First off, lets examine the money that is involved with the different options that Sammy Watkins will have prior to the 2018 season.
Franchise Tag: Exclusive Tag
This is the most common tag that is used in the NFL. The reason why it is so widely used is that once a player is Exclusive Tagged, no other team can negotiate with him during the duration of his tag. When examining dollars and cents, the Exclusive Franchise Tag would pay the player the average of the Top-5 players at his position or (if the player was already the highest paid player), 120% of his previous year’s salary. The 120% is to avoid teams tagging an already highest paid player to give them a pay cut. This means that Sammy would make a predicted (since the official numbers aren’t out yet) 18 million dollars for 2018 for the Exclusive Franchise Tag.
Franchise Tag: Non-Exclusive
This is a tricky one if used right, on the right player. The Non-Exclusive Tag’s compensation (18 million dollars) would still be in effect, however, if Watkins was Non-Exclusive Tagged, he would have the option to negotiate with other teams who would want to sign him. If there was another team who wanted to sign Watkins to a deal, the Bills would have two options: Match the offer that Watkins was given, or let him walk. The most interesting part of the Non-Exclusive Tag is that if another team offered Watkins a deal, and the Bills declined to match, the Bills would be awarded two (2) first-round picks from the team that signed him.
The transition tag is much like the 5th-year option in that it takes the average of the Top-10 at the position, rather than the Top-5 of the Franchise Tags. What does this mean money wise? Well, the predicted Transition Tag/5th-Year Option for 2018 is looking to be in the neighborhood of 13 million dollars. Much like the non-exclusive tag, Watkins would be given the option to negotiate with other teams for their services. Buffalo would once again be able to match the deal that was offered to Watkins. If they decline to match the deal, they would be offered no compensation.
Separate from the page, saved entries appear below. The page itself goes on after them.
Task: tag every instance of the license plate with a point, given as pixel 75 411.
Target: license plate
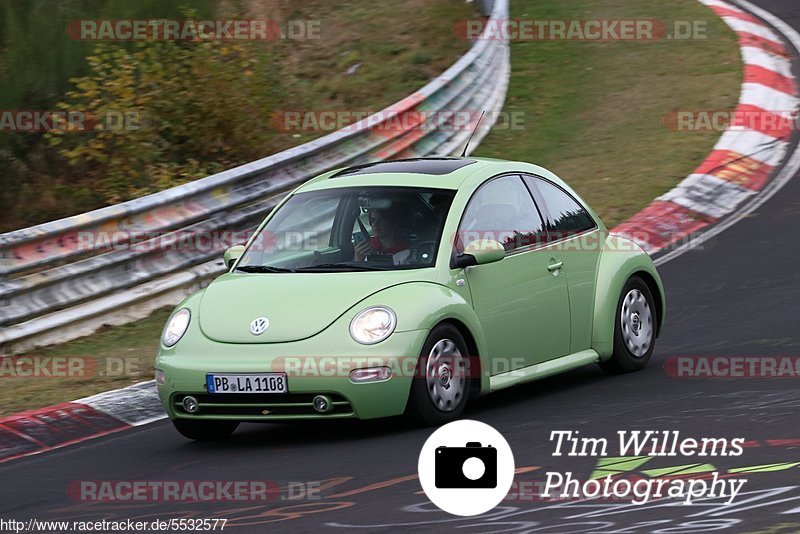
pixel 249 383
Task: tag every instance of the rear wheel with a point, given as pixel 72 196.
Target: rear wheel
pixel 200 430
pixel 440 387
pixel 634 329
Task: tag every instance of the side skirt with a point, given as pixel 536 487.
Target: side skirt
pixel 542 370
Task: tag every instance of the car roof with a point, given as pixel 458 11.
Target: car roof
pixel 437 173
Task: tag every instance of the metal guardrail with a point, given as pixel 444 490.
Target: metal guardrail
pixel 58 281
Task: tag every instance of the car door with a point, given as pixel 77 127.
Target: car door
pixel 576 234
pixel 522 300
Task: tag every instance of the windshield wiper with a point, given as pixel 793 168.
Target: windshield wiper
pixel 341 267
pixel 263 269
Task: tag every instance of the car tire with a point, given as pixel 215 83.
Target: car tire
pixel 205 430
pixel 441 385
pixel 635 324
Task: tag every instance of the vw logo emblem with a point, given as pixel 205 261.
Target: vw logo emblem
pixel 259 326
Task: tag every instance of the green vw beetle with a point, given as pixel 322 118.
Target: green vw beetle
pixel 407 286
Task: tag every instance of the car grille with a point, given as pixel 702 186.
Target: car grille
pixel 254 405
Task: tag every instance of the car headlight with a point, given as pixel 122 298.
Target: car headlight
pixel 176 327
pixel 373 325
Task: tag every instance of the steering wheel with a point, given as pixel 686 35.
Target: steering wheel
pixel 424 248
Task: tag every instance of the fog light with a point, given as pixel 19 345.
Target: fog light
pixel 370 374
pixel 322 404
pixel 190 404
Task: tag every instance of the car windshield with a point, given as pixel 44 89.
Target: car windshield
pixel 351 229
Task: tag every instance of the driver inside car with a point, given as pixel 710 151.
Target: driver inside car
pixel 387 238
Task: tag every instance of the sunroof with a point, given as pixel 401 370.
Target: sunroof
pixel 435 166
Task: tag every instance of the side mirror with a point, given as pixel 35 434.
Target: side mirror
pixel 481 252
pixel 233 254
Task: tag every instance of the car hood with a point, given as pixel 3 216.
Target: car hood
pixel 297 305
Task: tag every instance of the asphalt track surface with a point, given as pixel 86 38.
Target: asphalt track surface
pixel 738 296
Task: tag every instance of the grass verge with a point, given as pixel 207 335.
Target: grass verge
pixel 594 111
The Transition Tag is used more often than not when a player thinks that he is worth more than the franchise does, and it’s sort of the franchise saying, “Sure, go and see what you are worth.”
Other teams use it so they don’t have to do the leg work for negotiating a deal with a player. (Google Alex Mack)
What does this mean for the Bills? I think that Sean McDermott is trying to kill two birds with one stone; He is setting a precedent that no one is guaranteed a roster spot on the Buffalo Bills and he will use the Non-Exclusive Tag in the hopes that he will get back the two picks that he Bills gave up to get Watkins. (Wouldn’t that be poetic justice?)
McDermott is taking control of his team and doing it the way that he grew up in the NFL seeing it done. Take this into account: During the time that the Buffalo Bills made the playoffs, McDermott has worked for the Eagles and the Panthers. In 17 seasons, the teams that he has worked for made the playoffs 12 times.
4 times they advanced to the Divisional Round.
4 times they advanced to the Conference Championship.
2 times they made the Super Bowl.
So in total, 10 times playing a Divisional game, 6 times playing a Conference Championship and twice losing in the Super Bowl.
In that stretch the players who have lead their respective teams in receiving were Tight End (7), Wide Receiver (6), Running Back (3), WR/RB Tie (1). The average receptions for the leading receiver for those teams was 72.
McDermott has NEVER coached on a team that has had a receiver break 100 receptions. I think it’s safe to say that the offense will run through McCoy…that is until they draft his replacement next season. At this point, Watkins is auditioning for the rest of the league. But, who would give up two first-round picks to get him is the multi-million dollar question?